While universal pre-K has a significant consensus among state Democrats, Gov. Andrew Cuomo and Mayor Bill de Blasio differ on how to make it happen. Cuomo has said numerous times that he has a plan that wouldn’t include raising taxes on more economically well-off New Yorkers, but de Blasio hasn’t stopped advocating for pre-K funds based on increased taxes.

“There are some who say that Albany shouldn’t approve our plan because the state government simply cannot raise any taxes right now,” said de Blasio during a speech in Albany. “We’re not asking Albany to raise the state income tax by a single penny to pay for universal pre-K and after-school programs in New York City. We’re simply asking Albany to allow New York City to tax itself.”

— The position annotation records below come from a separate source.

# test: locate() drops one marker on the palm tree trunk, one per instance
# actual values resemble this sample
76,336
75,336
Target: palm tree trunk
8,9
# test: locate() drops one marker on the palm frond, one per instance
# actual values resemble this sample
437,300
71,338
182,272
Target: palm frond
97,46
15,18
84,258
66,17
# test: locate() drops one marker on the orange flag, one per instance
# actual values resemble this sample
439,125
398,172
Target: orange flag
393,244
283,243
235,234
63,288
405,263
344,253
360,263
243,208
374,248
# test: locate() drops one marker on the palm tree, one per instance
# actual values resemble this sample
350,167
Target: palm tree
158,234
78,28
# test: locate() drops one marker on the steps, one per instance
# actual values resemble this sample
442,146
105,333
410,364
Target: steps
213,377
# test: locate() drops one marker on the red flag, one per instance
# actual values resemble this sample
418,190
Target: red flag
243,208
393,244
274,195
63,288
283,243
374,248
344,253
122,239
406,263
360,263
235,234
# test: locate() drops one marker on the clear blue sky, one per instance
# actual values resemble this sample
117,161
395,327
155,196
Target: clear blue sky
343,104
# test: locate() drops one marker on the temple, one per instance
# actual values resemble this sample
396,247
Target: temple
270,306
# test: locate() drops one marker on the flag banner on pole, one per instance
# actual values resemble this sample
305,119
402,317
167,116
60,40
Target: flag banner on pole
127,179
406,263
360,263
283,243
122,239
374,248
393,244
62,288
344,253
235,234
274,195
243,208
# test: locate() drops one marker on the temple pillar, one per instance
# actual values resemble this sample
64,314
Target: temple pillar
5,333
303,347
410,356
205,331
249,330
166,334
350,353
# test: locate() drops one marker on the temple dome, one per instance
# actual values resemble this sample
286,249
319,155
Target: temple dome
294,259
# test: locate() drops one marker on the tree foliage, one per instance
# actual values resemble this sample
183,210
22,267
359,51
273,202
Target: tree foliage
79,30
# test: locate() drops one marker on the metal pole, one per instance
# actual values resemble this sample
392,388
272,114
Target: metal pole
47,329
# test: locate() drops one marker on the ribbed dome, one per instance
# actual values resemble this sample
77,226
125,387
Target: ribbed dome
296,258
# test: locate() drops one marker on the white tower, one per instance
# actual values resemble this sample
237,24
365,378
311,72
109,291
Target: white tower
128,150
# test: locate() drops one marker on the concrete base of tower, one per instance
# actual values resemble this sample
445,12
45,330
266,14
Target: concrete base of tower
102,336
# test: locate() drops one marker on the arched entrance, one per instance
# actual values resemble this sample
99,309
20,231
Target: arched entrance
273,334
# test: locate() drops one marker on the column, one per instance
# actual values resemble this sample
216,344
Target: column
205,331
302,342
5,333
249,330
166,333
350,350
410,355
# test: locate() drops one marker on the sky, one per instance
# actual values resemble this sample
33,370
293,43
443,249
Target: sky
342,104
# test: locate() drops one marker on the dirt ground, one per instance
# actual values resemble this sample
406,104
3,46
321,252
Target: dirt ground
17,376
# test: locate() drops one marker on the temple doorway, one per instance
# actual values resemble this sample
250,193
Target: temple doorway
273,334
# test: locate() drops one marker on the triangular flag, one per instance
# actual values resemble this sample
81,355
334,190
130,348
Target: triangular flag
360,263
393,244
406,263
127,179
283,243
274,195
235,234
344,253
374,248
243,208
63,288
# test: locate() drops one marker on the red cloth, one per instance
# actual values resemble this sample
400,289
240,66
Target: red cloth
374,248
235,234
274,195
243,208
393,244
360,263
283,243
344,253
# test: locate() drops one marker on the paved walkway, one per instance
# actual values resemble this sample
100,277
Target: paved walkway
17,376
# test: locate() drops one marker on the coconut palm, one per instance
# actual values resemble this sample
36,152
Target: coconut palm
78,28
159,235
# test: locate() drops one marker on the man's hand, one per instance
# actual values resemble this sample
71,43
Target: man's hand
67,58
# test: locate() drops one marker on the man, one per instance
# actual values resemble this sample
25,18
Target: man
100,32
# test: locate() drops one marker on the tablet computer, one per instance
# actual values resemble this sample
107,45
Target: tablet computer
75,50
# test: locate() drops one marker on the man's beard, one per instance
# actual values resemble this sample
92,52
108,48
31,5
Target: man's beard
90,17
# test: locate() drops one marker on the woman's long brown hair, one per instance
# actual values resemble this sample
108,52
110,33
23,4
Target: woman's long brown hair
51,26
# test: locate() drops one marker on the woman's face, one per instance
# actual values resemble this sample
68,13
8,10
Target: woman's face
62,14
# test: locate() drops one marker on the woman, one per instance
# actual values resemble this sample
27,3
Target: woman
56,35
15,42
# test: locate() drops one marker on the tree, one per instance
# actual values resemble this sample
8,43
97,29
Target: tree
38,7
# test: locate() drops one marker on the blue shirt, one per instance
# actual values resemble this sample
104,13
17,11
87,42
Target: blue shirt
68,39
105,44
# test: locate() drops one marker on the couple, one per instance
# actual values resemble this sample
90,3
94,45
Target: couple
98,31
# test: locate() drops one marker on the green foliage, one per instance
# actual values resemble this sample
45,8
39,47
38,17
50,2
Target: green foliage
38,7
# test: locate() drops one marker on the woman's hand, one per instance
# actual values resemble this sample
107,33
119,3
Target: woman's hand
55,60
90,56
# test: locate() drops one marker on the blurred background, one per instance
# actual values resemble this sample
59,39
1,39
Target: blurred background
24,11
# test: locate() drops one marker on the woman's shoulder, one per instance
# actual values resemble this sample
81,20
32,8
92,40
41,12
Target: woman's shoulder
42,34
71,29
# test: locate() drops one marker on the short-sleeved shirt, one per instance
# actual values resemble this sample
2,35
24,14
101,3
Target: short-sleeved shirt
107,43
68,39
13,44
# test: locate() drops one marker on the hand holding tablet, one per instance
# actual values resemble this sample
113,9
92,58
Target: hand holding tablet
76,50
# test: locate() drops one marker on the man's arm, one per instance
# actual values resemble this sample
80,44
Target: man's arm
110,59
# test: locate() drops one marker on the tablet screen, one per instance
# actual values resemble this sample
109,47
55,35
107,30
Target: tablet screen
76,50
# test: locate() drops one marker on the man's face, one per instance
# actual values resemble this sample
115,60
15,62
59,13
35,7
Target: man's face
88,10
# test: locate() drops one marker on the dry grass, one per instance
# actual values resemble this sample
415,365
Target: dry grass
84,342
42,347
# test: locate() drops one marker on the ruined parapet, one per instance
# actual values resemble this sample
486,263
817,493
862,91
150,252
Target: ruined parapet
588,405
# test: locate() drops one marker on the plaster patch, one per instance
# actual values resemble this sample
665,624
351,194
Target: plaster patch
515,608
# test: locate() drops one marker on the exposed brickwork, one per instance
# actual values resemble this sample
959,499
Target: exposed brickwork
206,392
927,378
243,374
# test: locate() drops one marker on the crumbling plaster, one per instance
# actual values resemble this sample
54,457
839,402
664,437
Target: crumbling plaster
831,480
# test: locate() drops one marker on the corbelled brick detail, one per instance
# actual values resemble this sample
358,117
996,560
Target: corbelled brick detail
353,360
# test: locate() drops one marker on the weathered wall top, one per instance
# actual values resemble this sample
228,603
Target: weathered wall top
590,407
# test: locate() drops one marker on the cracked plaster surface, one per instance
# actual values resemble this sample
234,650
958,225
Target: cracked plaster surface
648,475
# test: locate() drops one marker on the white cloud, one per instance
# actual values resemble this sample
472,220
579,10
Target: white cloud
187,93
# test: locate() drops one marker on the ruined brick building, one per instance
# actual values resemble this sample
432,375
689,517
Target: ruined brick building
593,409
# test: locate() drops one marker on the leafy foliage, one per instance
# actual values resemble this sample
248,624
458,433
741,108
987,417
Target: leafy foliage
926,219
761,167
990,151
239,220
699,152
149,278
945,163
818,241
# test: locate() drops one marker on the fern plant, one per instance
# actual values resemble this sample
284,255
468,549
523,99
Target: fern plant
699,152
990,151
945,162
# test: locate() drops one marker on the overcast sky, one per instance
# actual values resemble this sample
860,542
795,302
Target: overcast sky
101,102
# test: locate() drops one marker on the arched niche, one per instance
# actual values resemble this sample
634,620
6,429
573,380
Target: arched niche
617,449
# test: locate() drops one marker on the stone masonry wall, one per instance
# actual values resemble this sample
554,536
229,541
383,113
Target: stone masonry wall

The mayor added another individual to his education ranks this week when he announced the appointment of Richard Buery as the city’s deputy mayor for strategic policy initiatives. Buery will direct many of the administration’s signature projects, including providing free, full-day pre-K to every New York City child and launching new community schools that support families in low-income neighborhoods. Buery, a native of East New York, was pleased to join the ranks of the de Blasio administration.

“This is the opportunity of a lifetime,” Buery said. “It’s been my mission in life to help families work their way up the economic ladder. No agency, no community group can do that alone. It takes sustained and far-reaching coordination to drive that kind of change.”

It’s change that de Blasio wants to happen sooner rather than later.